According to Diggers and Dealers organisers, Professor Roubini is recognised as one of the leading economic commentators in the world and recently was a significant participant at the Davos Economic Forum in Switzerland.
In September 2006 Professor Roubini announced to a sceptical International Monetary Fund (IMF) that an economic crisis was brewing.
He warned that in the coming years the United States was likely to face a once in a lifetime housing bust, an oil shock, sharply declining consumer confidence and, ultimately, a deep recession.
He accurately foresaw homeowners defaulting on mortgages, trillions of dollars of mortgage backed securities unravelling worldwide and the global financial system shuddering to a halt.

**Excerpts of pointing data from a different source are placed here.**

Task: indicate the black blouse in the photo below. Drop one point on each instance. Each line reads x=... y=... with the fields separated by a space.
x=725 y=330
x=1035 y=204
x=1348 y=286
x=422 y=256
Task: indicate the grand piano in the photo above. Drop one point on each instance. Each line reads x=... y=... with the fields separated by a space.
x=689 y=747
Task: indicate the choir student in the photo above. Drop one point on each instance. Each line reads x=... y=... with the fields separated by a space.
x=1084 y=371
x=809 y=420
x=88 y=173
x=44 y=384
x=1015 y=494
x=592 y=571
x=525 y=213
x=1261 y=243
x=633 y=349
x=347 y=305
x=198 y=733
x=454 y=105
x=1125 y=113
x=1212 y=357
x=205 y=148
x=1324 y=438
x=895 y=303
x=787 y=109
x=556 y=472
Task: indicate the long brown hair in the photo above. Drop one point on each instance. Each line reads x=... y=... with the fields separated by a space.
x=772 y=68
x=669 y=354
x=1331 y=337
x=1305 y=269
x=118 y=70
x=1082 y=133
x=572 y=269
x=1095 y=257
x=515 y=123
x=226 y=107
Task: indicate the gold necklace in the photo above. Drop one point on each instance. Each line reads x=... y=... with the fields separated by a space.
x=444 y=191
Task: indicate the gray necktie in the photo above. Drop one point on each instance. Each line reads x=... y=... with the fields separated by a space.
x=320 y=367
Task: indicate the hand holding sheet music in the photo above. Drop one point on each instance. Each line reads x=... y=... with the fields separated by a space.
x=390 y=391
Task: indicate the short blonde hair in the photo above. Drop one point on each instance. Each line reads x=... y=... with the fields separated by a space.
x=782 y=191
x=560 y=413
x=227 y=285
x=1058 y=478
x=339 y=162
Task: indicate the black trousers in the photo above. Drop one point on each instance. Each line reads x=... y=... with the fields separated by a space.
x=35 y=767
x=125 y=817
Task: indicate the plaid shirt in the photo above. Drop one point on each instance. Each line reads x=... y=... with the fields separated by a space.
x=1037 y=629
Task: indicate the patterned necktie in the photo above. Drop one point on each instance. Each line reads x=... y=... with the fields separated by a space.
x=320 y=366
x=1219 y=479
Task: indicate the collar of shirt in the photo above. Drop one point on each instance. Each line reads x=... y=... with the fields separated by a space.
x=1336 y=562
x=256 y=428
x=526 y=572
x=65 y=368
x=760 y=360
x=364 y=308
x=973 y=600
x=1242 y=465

He was labelled ‘Dr Doom’ for his then ‘pessimistic view on the world economy’.
According to organizers, he is now recognised as a sage, and in 2009 Prospect Magazine voted him number two on the list of the world’s greatest living public intellectuals.
Diggers and Dealers Chairman Barry Eldridge said the inclusion of Professor Roubini at the mining forum reflects the commitment of Diggers and Dealers to maintain the premium quality of the forum and an ongoing commitment to leadership in providing the best access to relevant information for all attendees.
“We are in unchartered waters and obtaining first hand insight from a professional such as Professor Roubini, who is working with world leaders and has a unique understanding of where the world economy is, should be of vital importance to anyone who has an ongoing involvement in the resources or general investment industry,” Eldridge said.
Diggers and Dealers has secured an exclusive commitment from Professor Roubini and Diggers and Dealers will be his only public appearance while in Australia.
Eldridge confirmed that registrations for the 2009 Diggers and Dealers mining forum remains high, with 400 positions remaining.